А всё из-за этих кур! Вечером у него, понимаешь, званый ужин. Приглашена вся родня. А это без малого человек тридцать. Разумеется, без детей и совсем дряхлых стариков. Такая большая родня! Как в Средней Азии! Предстоит, можно сказать, генеральная репетиция послезавтрашней премьеры. А курей для «цыплят табака» нет! И где их взять, если каждую курицу на птицефабрике отпускают по именному указу самого председателя облисполкома. Теперь всё — только по именному указу! В стране — опять военный коммунизм, революция пожирает своих детей! Это как-то можно понять… но при чём тут куры!
Мокров вышел на каменное крыльцо дирекции. Тяжёлые, высоченные сосны подпирали территорию базы с трёх сторон, загораживая небо. С четвёртой стороны — тёмно-зелёное озеро Кисегач. Зимой его можно вдоль и поперек перейти на лыжах, а летом — вплавь не переплыть.

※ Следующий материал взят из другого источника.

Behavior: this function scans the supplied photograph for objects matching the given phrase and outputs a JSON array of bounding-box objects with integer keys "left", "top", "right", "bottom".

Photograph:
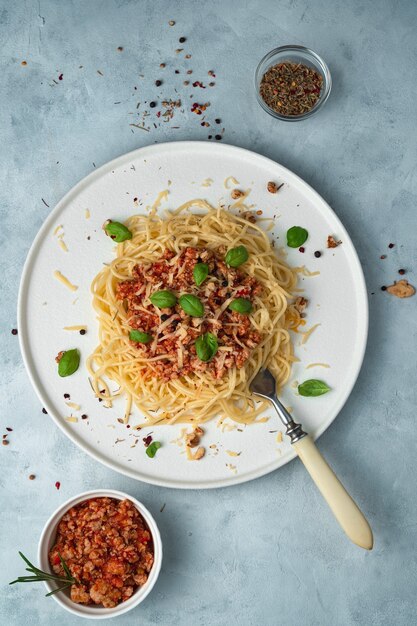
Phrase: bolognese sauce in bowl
[{"left": 39, "top": 490, "right": 162, "bottom": 619}]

Вода и в самый адский зной прогревается только у берега, а дальше — смертный холод до самого дна. Даже с борта лодки или катамарана смотреть на воду страшновато — притягивает, как омут.
Когда шёл к озеру, под ногами скрипели шишки и жёлтая прошлогодняя хвоя. Белка стремительно пробежала по сосне почти до самой верхушки, уронив на голову ядрёную шишку. Ему показалось, что специально. Шишка, как осколок снаряда, просвистела у самого виска. Мокров погрозил белке пальцем.

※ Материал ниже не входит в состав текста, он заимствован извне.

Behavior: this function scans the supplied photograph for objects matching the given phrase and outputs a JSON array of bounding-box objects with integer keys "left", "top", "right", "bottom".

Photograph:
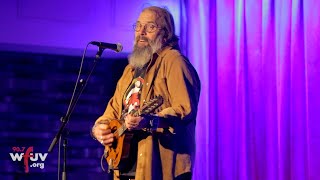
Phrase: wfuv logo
[{"left": 9, "top": 146, "right": 48, "bottom": 173}]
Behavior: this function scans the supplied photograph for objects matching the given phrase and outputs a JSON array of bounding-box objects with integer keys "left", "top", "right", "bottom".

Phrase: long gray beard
[{"left": 129, "top": 36, "right": 162, "bottom": 68}]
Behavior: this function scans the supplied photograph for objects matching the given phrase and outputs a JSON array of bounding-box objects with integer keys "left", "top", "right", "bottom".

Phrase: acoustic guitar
[{"left": 104, "top": 96, "right": 163, "bottom": 172}]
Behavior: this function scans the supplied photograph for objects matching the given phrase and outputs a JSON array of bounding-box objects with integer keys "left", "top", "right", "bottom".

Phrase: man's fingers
[{"left": 97, "top": 124, "right": 110, "bottom": 130}]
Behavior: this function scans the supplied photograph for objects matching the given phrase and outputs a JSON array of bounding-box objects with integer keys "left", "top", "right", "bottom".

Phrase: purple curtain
[{"left": 181, "top": 0, "right": 320, "bottom": 180}]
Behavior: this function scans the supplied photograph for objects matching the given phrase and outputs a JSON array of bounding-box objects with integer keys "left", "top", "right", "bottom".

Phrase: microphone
[{"left": 90, "top": 41, "right": 123, "bottom": 52}]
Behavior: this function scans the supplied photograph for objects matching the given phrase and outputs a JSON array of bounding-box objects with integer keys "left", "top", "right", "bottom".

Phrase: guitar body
[
  {"left": 104, "top": 96, "right": 163, "bottom": 172},
  {"left": 104, "top": 120, "right": 137, "bottom": 172}
]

— Дура хвостатая! Чтоб тебя!
Белка обиделась, заносчиво вильнула хвостом и перепрыгнула на другое дерево.
На берегу озера товарищ директор разулся и пошёл по песку босиком. Песок был жёсткий и холодный, какой-то лунный.
Одно время Мокров считал себя верным учеником загадочного русского знахаря Порфирия Иванова. Для этого регулярно посещал клуб его имени и по ночам читал «Детку». Утром, как завещал учитель, выливал на голову ведро ледяной воды, и, приподнявшись на цыпочки и воздев руки к небу, пытался вдохнуть в себя космические потоки.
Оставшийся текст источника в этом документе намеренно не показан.